Thursday, June 20, 2013

The Unorthodox Way to Compress a Replication-Enabled Versioned GeoDatabase to State 0

If you landed here chances you lost hope of all the links and by-the-book ways to compress your geodatabase. You probably have a versioned geodatabase that no matter how many times you compress, no matter how many users you kick out, how many connections you kill; The state is not set to zero.

You have one version SDE.DEFAULT and it is still pointing to state 8549347 or whatever and this state is referencing thousand of edits. So you are stuck with a huge performance issue on your database because of all the queries to the A and D table. Even if you reconcile and post all versions you still can't seem to get to state 0. Usually replication might cause this, so you might have few hidden versions pointing to state 0 . Therefore compress command will get confused when these versions with state 0.
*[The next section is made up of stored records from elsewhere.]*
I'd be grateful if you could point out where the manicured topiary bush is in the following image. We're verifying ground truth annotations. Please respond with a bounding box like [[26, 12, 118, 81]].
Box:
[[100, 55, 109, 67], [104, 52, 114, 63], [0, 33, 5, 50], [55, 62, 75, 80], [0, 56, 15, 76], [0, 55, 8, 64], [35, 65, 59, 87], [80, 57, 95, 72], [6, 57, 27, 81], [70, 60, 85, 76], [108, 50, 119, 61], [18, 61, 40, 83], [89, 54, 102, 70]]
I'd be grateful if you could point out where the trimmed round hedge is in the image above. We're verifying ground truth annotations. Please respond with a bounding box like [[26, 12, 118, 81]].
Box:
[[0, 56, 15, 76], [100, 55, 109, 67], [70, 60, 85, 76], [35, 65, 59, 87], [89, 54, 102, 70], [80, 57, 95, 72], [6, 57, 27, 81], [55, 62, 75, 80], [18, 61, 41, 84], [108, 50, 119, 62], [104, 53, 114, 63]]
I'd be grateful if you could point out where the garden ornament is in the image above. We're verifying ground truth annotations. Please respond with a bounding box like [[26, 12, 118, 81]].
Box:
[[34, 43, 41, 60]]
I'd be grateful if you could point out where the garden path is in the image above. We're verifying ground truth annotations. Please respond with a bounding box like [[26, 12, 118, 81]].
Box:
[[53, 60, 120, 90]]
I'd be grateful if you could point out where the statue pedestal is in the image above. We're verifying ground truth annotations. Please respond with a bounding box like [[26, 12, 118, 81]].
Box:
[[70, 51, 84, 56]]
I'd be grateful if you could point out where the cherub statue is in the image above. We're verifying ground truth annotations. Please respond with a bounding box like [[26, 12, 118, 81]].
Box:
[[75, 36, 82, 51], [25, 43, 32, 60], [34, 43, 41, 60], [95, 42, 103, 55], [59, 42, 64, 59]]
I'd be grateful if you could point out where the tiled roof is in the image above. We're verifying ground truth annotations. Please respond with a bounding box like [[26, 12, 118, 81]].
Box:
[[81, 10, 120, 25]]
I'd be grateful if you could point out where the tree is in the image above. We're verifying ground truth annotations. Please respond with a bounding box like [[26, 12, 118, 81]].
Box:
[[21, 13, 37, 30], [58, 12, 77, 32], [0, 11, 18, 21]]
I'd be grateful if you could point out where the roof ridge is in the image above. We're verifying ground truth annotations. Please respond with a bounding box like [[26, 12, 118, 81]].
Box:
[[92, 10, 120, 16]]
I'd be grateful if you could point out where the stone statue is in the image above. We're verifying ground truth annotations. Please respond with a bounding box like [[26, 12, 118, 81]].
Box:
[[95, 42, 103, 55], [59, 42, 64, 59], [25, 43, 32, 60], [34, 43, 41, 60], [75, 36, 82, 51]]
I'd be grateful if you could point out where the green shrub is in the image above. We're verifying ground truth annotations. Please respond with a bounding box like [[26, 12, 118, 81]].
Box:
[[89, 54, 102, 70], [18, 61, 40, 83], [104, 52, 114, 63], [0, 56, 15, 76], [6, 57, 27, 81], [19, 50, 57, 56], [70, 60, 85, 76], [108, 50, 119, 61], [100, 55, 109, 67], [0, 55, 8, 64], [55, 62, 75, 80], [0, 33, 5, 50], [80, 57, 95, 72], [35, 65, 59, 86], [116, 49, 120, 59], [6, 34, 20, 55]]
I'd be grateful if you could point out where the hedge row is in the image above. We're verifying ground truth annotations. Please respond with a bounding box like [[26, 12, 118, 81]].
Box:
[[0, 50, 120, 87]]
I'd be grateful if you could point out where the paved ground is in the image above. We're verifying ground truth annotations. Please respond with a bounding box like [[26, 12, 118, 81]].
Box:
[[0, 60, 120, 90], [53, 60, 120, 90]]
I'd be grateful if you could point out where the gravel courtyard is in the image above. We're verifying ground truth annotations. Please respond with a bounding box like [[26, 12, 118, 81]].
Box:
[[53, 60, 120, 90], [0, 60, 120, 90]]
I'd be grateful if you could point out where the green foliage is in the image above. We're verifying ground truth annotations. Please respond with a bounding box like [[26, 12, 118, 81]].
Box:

BEFORE YOU DO THIS, BACKUP YOUR DATABASE, DO AN ORACLE DUMP OR A SQL SERVER BACKUP. ALTHOUGH THIS THING WORKED FOR ME THREE TIMES I CAN'T GUARANTEE JACK.


Buckle up, we are about to open the hood of the SDE Technology and loose few bolts in the SDE engine, change a fuse or two, start the engine manually and put the hood back.


1- Fireup your DBMS, connect as SDE user.

2- Open the SDE.VERSIONS





3- You may skip this to 4 if you just want to do the fix, else continue reading if you want to know how this works

Name: The Version Name
Owner: Who created the version
Version_ID: An ID for the version
Status: A status that tells whether this version if private, public, protected or even system
State_ID: To what state this version is pointing, the state
Description: Text, description of the version
Parent_Name: This is a stupid field, bad ERM design, there is a parent_version_id so we can get the name of the parent. Unless they did it like to avoid joining, thus speed up the query response time, then they are smart and I am sorry.
Parent_Owner: again, stupid field, never mind.
Parent_Version_ID: The parent version id there you go.
creation_time: when did this version is created

4- Now you might have different values, but look at the whole structure it should be the same





5- The geodatabase is not compressing because there are two states pointing to zero which makes the compress command thinks everything is rosy. So take your screwdriver lets screw this DB.

6- We will do a manual reconcile to those two hidden versions to point to the same state id as the default (that is reconciling basically) Change the state 0 in those two version to the state_id of the default as follows



7- Save and close

8- Go run the compress command

sdeversion -o compress [-N]  -u sde -p sde_password -i arcsde_service -s server_name
-D database




You should now see your state tree set to zero.